February’s bout of equity market volatility served as a reminder to professional investors that they must stay on their toes. Market participants had shrugged off a number of macro events which might have been expected to move asset prices, with the VIX index staying at historic lows in the face of a nuclear threat, Donald Trump’s election, and even Brexit. But in the end it was fears about inflation and monetary policy tightening which finally caused a market wobble, triggered by the release of earnings numbers from the US.
There is little doubt now that the direction of interest rates globally is upwards, but an inflation shock could cause central banks to raise rates faster than expected, which could upset the market again. In an upbeat Spring Statement, the Chancellor forecast inflation in the UK to fall to 2% by the end of the year. But is it possible that that today’s benign global inflation outlook has been misjudged? Investors will need to watch closely to see what effect Trump’s tax cut plans have on economic growth, while keeping an eye on the rising oil price.
Costs and charges are at the top of the global regulatory agenda, with MiFID II making asset managers once again rethink their commission practices, especially the way they handle third party research. The wide-ranging MiFID II legislation brings higher costs and operational complexity to firms. It will see commercial relationships, remuneration practices and management charges come under scrutiny, KPMG has warned. This could lead to significant changes to cross-border fund distribution, which already has a question mark over it because of Brexit.
Losing the ability to ‘passport’ funds so they can be sold across European borders remains one of the main fears asset management firms have about the outcome of Brexit. There are also concerns about whether it will become harder for firms to delegate portfolio management to EU member states.
There are still plenty of other unknowns: whether offices will need to be relocated, whether it will be harder to attract and retain staff, and how much it will all cost. Recent research from management consultancy Oliver Wyman and law firm Clifford Chance found that UK financial services will take “by far the biggest hit” from Brexit, given London’s role as Europe’s financial centre. It estimated that financial services as a whole will incur about a third of the extra ‘red tape’ costs of leaving the EU.
But there are two sides to the coin when it comes to Brexit. In a more optimistic commentary issued in March, the EY Item Club said the likelihood of a transition period for Brexit, combined with a stronger economy, should offer support to the industry this year.

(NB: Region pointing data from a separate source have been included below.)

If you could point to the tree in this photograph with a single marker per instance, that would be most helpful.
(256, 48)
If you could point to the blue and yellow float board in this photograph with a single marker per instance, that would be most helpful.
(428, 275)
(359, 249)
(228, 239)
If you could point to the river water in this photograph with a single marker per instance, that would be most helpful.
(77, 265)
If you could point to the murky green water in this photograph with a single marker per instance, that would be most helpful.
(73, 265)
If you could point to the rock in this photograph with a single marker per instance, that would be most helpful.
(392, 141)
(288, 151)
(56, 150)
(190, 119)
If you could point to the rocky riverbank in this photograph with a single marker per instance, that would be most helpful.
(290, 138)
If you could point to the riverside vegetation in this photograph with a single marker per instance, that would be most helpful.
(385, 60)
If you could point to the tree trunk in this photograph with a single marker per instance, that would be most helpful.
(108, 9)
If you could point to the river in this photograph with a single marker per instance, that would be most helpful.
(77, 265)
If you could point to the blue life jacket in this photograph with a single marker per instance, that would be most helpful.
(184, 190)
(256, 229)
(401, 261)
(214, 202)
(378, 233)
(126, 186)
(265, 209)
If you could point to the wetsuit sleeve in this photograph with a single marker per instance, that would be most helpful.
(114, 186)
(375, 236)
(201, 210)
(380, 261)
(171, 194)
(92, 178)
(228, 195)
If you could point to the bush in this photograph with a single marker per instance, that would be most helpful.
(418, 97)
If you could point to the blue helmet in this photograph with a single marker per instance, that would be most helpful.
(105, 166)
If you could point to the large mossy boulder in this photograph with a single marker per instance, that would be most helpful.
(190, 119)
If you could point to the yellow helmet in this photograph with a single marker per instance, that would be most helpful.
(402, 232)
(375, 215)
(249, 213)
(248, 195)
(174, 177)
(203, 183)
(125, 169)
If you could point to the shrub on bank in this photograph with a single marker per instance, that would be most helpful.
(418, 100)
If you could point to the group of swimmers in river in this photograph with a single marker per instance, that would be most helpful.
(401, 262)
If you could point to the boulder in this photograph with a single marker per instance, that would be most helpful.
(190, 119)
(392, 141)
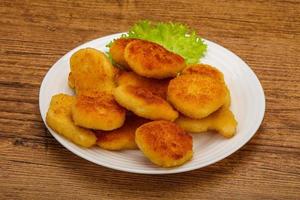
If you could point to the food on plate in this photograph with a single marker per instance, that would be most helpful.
(208, 70)
(195, 95)
(176, 37)
(222, 121)
(71, 81)
(97, 110)
(157, 87)
(94, 83)
(59, 118)
(204, 69)
(117, 51)
(91, 71)
(121, 138)
(156, 78)
(144, 103)
(151, 60)
(164, 143)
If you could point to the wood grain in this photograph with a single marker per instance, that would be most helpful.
(34, 34)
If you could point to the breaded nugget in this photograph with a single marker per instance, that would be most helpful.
(152, 60)
(97, 110)
(164, 143)
(60, 120)
(71, 81)
(157, 87)
(196, 96)
(208, 70)
(204, 69)
(117, 50)
(91, 70)
(222, 121)
(144, 103)
(121, 138)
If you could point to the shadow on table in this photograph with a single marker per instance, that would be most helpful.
(138, 184)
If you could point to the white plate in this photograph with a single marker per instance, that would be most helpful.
(248, 106)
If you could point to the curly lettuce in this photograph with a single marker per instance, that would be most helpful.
(175, 37)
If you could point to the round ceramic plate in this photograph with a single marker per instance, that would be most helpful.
(248, 106)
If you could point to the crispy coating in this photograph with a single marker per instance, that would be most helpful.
(152, 60)
(97, 110)
(59, 119)
(164, 143)
(196, 96)
(208, 70)
(93, 77)
(157, 87)
(144, 103)
(204, 69)
(117, 50)
(222, 121)
(92, 71)
(121, 138)
(71, 81)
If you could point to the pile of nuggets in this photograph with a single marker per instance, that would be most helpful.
(151, 103)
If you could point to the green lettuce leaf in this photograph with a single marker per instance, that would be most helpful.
(175, 37)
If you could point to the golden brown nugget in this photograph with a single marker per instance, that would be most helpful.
(144, 103)
(71, 81)
(97, 110)
(121, 138)
(164, 143)
(196, 96)
(59, 119)
(117, 50)
(91, 70)
(204, 69)
(152, 60)
(157, 87)
(93, 77)
(222, 121)
(208, 70)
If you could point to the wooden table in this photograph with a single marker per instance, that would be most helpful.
(34, 34)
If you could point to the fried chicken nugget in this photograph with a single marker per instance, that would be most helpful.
(204, 69)
(196, 96)
(117, 50)
(164, 143)
(93, 77)
(157, 87)
(222, 121)
(121, 138)
(152, 60)
(144, 103)
(97, 110)
(208, 70)
(91, 70)
(59, 118)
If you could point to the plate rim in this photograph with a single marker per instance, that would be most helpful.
(175, 170)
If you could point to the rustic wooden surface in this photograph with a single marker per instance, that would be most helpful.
(34, 34)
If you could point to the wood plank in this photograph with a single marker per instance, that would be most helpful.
(35, 34)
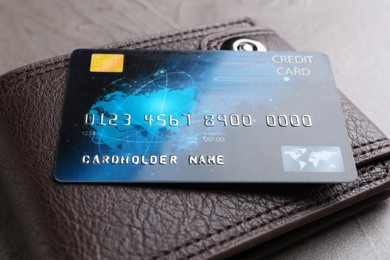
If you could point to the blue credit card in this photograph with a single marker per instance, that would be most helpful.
(202, 117)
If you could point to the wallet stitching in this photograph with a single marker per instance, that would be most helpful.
(295, 211)
(260, 214)
(370, 150)
(214, 42)
(189, 35)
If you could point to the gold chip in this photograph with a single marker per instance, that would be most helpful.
(106, 62)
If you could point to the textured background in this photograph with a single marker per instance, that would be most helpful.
(354, 33)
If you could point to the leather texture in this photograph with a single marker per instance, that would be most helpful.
(153, 221)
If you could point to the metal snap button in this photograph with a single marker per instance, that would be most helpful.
(248, 45)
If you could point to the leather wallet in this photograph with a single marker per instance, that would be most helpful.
(79, 221)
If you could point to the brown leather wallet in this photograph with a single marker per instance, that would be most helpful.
(76, 221)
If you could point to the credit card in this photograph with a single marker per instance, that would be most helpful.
(202, 117)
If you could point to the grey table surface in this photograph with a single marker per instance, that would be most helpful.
(354, 33)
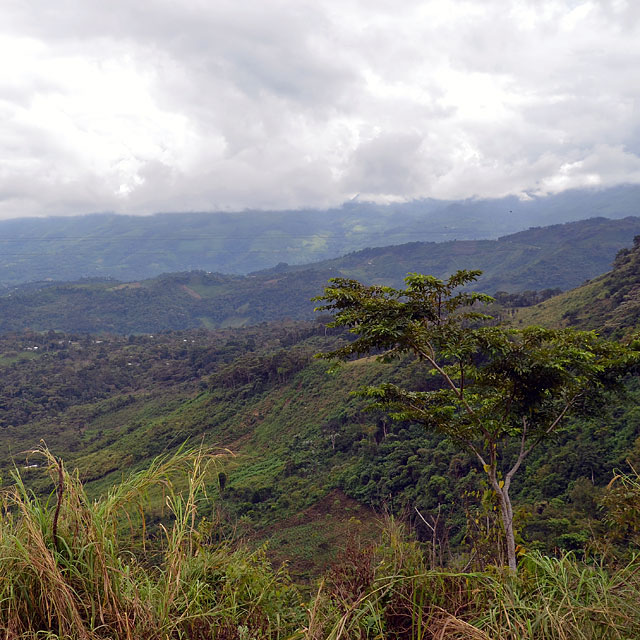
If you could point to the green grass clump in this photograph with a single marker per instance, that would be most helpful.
(69, 569)
(389, 592)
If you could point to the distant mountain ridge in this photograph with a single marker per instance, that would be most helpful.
(609, 303)
(560, 256)
(140, 247)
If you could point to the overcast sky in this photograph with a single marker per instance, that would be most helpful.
(161, 105)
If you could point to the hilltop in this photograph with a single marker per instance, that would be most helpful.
(131, 248)
(559, 256)
(609, 303)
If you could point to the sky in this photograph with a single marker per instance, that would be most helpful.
(198, 105)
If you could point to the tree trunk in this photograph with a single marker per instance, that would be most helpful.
(507, 521)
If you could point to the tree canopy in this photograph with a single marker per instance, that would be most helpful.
(495, 390)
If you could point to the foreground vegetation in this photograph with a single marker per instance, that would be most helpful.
(71, 567)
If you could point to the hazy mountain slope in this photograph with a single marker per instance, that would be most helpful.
(557, 256)
(305, 451)
(561, 256)
(609, 303)
(135, 247)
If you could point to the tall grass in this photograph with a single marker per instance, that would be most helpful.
(550, 598)
(69, 570)
(72, 567)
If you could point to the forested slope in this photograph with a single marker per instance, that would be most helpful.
(142, 247)
(560, 256)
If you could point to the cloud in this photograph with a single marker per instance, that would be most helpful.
(142, 107)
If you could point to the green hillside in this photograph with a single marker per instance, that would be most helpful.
(609, 303)
(303, 448)
(142, 247)
(560, 256)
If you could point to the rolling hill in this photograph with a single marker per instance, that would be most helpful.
(142, 247)
(559, 256)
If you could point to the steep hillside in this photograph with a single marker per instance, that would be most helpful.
(560, 256)
(609, 303)
(142, 247)
(304, 449)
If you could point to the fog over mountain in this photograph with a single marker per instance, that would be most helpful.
(158, 106)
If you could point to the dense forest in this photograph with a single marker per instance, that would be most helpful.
(141, 247)
(286, 466)
(545, 258)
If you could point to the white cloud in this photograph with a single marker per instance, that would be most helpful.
(141, 107)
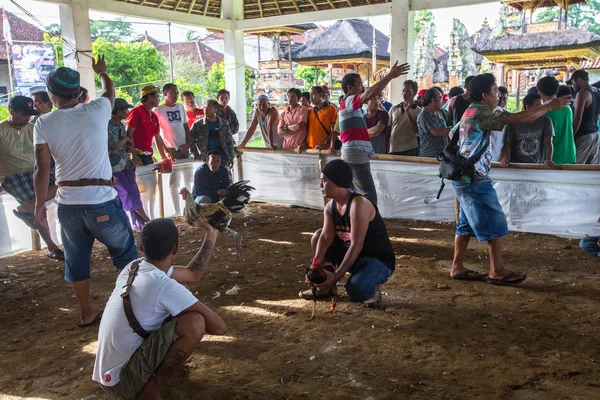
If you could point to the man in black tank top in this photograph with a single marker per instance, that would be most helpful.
(459, 104)
(353, 238)
(585, 117)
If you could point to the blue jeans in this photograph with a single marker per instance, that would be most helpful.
(590, 245)
(365, 275)
(82, 224)
(362, 181)
(480, 212)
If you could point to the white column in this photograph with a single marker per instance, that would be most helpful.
(235, 80)
(75, 29)
(401, 43)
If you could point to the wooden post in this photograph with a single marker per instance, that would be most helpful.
(161, 199)
(35, 240)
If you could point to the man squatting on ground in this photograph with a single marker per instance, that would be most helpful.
(353, 238)
(172, 322)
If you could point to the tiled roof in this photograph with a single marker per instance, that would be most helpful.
(20, 30)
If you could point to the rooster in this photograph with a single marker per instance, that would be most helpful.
(218, 215)
(316, 275)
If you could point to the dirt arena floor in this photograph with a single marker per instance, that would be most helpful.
(435, 339)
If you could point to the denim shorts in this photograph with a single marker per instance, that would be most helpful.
(480, 212)
(80, 225)
(365, 275)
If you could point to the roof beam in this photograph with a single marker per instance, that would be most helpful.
(315, 16)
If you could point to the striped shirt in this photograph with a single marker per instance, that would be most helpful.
(356, 144)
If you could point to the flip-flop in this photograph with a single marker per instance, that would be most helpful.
(469, 275)
(57, 254)
(95, 321)
(26, 217)
(505, 280)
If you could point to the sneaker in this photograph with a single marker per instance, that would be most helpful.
(375, 301)
(307, 294)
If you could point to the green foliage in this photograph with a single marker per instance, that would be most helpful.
(582, 16)
(308, 74)
(423, 18)
(113, 31)
(56, 43)
(131, 64)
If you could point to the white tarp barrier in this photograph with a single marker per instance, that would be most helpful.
(564, 203)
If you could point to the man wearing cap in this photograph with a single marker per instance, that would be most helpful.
(88, 206)
(585, 117)
(353, 238)
(16, 166)
(142, 127)
(267, 119)
(123, 168)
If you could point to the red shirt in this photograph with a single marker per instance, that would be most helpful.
(197, 114)
(146, 127)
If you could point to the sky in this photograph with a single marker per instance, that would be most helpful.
(471, 16)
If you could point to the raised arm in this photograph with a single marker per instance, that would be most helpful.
(108, 87)
(395, 72)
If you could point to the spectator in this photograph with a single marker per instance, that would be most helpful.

Even before asset managers had to shoulder the additional burden of research costs under MiFID II, they were already seeing margins squeezed. PwC notes that the push towards greater transparency kicked off by the Retail Distribution Review, and a shift to outcome-based investment solutions, has pushed down fees. Some active managers have struggled to deliver the outperformance needed to justify their higher fees, and passive providers have grabbed market shares while racing each other to the bottom on price.
The FCA’s push for asset managers to demonstrate ‘value for money’, as revealed in its Asset Management Market Study last summer, is designed to improve competition in the market for consumers, but will also add to the pressure on firms.
In spite of these headwinds, this year is expected to be a good one for asset gathering. The UK’s financial services industry as a whole will attract £1.5trn in assets under management by 2021, says the latest EY Item Club outlook, even with a potentially challenging 2018 in store. It notes AUM growth over the last two years has been helped by the post-referendum drop in sterling, but sterling’s recovery against the dollar will constrain growth this year.
Gill Lofts, UK head of wealth and asset management at EY, said last year was intensely challenging for asset managers, with the rise of ETFs, MiFID II, Brexit and robo-advice all causing consternation.
“While all of these issues are important, the UK asset management industry also stands at the cusp of some major global structural changes as, for the first time, economic power is shifting in favour of developing nations,” she said. “Those that can be fleet-of-foot in responding to this critical change stand to gain a serious edge on their competitors, so 2018 could be a year of reckoning in more ways than one.”